Reproducibility Index

Notice: The reproducibility variables underlying each score are classified using an automated LLM-based pipeline, validated against a manually labeled dataset. LLM-based classification introduces uncertainty and potential bias; scores should be interpreted as estimates. Full accuracy metrics and methodology are described in Coakley et alK. L. Coakley, T. Snelleman, H. Hoos, and O. E. Gundersen, "The embrace of open science: An analysis of a decade of AI research and 56 800 conference papers," Under Review, 2026..

On Linear Mode Connectivity of Mixture-of-Experts Architectures

Authors: Viet-Hoang Tran, Van Hoan Trinh, Khanh-Vinh Bui, Tan M. Nguyen

NeurIPS 2025 | Venue PDF | LLM Run Details

Reproducibility Variable	Result	LLM Response
Research Type	Experimental	Finally, we empirically validate the presence of LMC using our proposed algorithm across diverse Mo E configurations including dense, sparse, and shared-expert variants under a wide range of model settings and datasets of varying scales and modalities. Our results confirm the existence of LMC in Mo E architectures and offer fundamental insights into the functional landscape and optimization dynamics of deep learning models.
Researcher Affiliation	Academia	Viet-Hoang Tran Department of Mathematics National University of Singapore EMAIL Van-Hoan Trinh Department of Mathematics Technical University of Munich EMAIL Khanh Vinh Bui Independent Researcher Ho Chi Minh City, Vietnam EMAIL Tan M. Nguyen Department of Mathematics National University of Singapore EMAIL
Pseudocode	Yes	Algorithm 1 Weight Matching for Mixture-of-Experts Input: Mo E model weights ϕ = (Wi, bi, θi)i=1,...,n, ϕ = (W i, b i, θ i)i=1,...,n Output: Permutation τ for experts, and permutations {Pi}n i=1 for hidden units % Step 1: Match experts order using two methods for method in {gate, expert} do Compute cost matrix C Solve LAP to obtain expert permutation τmethod end for % The two candidate expert orderings τgate and τexpert are obtained % Step 2: Align internal weights of matched expert pairs for method in {gate, expert} do for i = 1 to n do Compute Pi by applying Weight Matching to θi and θ τmethod(i) end for end for return τgate, ({Pi}n i=1)gate , τexpert, ({Pi}n i=1)expert
Open Source Code	Yes	The code is publicly available at https://github.com/MLResearchX/lmc-moe.
Open Datasets	Yes	For vision tasks, our study includes MNIST, CIFAR-10, CIFAR-100, Image Net-1k, as well as transfer learning scenarios from Image Net-21k to CIFAR-10 and CIFAR-100. For language modeling, we utilize Wiki Text103 and the One Billion Word dataset.
Dataset Splits	Yes	Experimental Design.

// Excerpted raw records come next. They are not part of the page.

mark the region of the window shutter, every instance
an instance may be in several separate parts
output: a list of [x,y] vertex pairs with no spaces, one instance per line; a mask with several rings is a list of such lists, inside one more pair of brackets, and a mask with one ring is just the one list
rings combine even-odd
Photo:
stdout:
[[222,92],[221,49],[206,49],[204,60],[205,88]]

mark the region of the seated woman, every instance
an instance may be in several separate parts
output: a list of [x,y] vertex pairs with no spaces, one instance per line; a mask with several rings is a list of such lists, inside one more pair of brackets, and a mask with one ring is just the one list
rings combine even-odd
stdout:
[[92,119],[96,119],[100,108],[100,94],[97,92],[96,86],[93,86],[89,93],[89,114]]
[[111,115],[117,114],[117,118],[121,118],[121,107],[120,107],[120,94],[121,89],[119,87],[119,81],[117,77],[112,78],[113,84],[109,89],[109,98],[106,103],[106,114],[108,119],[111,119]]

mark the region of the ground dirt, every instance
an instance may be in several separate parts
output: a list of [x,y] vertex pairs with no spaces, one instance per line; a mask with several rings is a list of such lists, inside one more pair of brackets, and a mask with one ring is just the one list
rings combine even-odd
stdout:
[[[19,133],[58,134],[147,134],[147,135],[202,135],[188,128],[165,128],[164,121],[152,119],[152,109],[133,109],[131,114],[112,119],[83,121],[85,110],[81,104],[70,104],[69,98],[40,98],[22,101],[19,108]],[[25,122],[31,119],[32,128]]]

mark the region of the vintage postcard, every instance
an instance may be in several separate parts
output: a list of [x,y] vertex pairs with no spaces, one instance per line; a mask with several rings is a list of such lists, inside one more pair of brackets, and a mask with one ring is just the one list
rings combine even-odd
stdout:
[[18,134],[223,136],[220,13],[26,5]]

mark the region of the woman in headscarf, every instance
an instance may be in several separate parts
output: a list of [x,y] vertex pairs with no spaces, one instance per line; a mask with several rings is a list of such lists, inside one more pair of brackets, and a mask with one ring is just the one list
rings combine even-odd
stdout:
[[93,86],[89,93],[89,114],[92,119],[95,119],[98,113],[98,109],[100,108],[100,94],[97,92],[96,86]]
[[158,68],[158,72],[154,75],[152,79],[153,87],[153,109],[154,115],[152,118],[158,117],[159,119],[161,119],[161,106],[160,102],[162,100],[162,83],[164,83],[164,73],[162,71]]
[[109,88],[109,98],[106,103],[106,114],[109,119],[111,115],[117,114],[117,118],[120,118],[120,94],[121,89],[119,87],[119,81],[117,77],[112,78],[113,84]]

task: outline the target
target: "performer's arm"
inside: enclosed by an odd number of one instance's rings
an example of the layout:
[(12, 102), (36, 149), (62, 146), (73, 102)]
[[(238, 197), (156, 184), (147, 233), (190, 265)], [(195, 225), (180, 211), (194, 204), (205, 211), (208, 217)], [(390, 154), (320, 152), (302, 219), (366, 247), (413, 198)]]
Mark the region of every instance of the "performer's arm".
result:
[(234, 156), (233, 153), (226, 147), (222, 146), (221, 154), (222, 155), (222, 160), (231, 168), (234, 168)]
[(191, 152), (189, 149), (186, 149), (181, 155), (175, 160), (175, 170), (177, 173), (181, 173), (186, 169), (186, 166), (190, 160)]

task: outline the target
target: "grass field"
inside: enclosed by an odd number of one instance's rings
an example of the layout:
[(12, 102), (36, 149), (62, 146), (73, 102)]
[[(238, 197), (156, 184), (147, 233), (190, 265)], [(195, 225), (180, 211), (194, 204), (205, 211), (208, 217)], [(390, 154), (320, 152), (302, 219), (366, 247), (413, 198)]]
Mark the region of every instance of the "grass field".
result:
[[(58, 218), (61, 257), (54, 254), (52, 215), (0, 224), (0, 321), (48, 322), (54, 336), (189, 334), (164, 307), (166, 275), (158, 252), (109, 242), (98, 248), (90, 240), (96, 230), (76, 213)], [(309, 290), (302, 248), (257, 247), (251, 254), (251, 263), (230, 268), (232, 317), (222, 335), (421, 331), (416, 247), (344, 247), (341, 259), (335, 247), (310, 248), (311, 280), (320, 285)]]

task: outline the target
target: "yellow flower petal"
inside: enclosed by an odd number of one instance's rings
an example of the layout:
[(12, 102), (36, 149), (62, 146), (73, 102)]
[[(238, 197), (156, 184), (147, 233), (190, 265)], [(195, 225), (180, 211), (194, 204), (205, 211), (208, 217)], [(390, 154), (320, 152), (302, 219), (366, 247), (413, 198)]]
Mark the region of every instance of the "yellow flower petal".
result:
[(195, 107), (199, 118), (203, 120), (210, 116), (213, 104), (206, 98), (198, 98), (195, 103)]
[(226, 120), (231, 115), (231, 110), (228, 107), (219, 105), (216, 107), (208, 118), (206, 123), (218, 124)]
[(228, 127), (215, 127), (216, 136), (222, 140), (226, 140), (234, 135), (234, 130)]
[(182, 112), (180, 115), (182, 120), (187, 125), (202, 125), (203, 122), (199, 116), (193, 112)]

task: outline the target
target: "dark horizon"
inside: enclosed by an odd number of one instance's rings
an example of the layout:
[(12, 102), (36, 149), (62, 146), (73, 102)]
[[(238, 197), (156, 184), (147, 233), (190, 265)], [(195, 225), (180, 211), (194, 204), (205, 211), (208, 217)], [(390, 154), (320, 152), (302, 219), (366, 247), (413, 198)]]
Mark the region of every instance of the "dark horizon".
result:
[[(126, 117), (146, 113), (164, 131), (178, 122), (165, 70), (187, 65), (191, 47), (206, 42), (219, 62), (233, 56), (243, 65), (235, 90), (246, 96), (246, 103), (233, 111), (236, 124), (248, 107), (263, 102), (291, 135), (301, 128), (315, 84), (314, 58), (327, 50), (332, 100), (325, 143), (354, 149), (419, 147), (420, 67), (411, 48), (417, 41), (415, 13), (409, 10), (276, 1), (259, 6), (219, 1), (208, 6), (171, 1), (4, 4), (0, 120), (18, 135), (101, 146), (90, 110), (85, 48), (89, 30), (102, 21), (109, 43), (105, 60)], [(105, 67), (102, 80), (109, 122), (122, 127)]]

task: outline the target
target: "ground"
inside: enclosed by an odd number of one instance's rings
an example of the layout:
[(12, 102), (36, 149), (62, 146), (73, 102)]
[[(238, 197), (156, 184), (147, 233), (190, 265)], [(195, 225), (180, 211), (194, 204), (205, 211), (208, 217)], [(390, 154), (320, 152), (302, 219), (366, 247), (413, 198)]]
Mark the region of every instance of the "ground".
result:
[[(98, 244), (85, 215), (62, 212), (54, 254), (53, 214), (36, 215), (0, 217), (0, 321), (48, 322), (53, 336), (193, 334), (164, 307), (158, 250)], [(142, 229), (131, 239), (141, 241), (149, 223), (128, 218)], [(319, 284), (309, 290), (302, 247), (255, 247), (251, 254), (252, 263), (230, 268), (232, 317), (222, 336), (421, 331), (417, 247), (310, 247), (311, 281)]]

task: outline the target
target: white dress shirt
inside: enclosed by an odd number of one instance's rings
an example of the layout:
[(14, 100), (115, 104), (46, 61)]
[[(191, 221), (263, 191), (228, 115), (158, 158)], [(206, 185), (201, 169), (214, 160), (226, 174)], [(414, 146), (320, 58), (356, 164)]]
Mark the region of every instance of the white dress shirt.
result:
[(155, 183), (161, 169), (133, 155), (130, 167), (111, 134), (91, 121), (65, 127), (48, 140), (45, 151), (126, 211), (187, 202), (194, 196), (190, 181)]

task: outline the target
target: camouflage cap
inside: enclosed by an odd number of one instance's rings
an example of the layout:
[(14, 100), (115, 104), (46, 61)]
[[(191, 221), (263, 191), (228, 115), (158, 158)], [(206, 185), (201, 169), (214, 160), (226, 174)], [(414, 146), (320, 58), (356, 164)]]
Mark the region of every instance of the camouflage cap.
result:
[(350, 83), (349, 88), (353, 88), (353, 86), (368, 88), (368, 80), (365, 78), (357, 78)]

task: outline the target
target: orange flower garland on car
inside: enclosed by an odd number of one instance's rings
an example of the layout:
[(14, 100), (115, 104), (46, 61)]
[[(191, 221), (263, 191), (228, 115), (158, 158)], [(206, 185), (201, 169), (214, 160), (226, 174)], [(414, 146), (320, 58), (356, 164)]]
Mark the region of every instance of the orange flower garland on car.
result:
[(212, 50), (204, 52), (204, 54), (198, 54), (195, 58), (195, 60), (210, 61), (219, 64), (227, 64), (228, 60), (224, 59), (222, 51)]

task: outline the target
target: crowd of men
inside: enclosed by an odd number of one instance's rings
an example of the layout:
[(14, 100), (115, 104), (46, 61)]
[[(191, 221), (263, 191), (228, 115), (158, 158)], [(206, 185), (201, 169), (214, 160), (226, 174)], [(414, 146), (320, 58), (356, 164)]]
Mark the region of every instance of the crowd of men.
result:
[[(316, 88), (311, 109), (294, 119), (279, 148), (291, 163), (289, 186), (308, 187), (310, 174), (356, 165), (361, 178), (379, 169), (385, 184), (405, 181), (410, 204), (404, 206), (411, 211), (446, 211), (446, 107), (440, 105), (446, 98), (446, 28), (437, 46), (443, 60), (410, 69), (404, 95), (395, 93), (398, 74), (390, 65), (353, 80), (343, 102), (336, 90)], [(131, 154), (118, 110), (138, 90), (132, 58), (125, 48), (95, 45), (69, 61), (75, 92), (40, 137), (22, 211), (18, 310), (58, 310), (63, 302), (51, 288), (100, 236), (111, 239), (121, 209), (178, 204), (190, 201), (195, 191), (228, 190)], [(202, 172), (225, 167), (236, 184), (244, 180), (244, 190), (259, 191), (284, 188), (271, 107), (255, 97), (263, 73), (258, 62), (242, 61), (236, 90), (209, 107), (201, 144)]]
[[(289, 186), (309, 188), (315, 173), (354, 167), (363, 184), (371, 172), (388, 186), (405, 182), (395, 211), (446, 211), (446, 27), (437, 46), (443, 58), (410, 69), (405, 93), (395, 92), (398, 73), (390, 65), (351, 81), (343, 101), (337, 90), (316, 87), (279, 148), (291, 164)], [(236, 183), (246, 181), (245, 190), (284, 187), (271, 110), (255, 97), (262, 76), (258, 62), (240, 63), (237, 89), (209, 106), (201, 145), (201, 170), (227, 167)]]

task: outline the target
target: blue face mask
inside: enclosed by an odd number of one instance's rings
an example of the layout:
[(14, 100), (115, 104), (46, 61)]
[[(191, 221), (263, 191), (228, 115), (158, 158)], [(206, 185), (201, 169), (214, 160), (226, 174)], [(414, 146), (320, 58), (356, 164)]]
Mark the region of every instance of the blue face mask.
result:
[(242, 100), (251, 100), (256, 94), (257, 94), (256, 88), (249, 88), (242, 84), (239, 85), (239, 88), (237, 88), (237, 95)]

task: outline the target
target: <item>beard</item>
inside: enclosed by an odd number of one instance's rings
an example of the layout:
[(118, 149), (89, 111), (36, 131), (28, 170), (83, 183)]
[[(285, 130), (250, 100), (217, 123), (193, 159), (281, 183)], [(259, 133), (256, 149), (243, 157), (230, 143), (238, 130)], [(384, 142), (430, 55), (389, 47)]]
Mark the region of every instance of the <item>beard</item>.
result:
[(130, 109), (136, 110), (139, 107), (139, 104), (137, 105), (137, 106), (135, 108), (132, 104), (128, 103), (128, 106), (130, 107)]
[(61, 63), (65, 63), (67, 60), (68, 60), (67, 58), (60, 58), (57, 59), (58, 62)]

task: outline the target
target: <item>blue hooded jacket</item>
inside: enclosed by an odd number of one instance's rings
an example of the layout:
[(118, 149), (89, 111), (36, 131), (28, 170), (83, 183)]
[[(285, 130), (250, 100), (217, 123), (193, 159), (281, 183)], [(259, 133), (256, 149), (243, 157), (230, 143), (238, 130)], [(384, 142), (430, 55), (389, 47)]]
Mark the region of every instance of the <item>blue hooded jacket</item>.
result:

We investigate LMC by replacing the Feedforward Network (FFN) in the Transformer [84] layer with a randomly initialized Mo E, based on empirical evidence from Section 6.4, Appendices E, G.2, and G.3 indicating lower perturbation sensitivity when replacing deeper FFN layers with Mo Es. Only the Mo E parameters are fine-tuned using multiple random seeds for each experiment. LMC is evaluated by linearly interpolating between all checkpoint pairs, measuring model performance on the test set at 25 evenly spaced points along the interpolation... Datasets and Models. We use Vi T [20] for image classification (MNIST [51], CIFAR-10/100 [47], Image Net [18]) and GPT-2 [64] for language modeling (Wiki Text103 [59] and One Billion Word [14]).
Hardware Specification	Yes	All experiments are executed on a single NVIDIA H100 GPU with 80GB of memory, except for the One Billion Word task, which utilizes two H100 GPUs.
Software Dependencies	No	Due to the use of the JAX framework, approximately 75% of GPU memory (around 60GB) is pre-allocated by default.
Experiment Setup	Yes	Hyperparameters such as batch size, optimizer, number of experts, and hidden size are fixed, while the learning rate is tuned per setting. Full details are provided in Appendix F.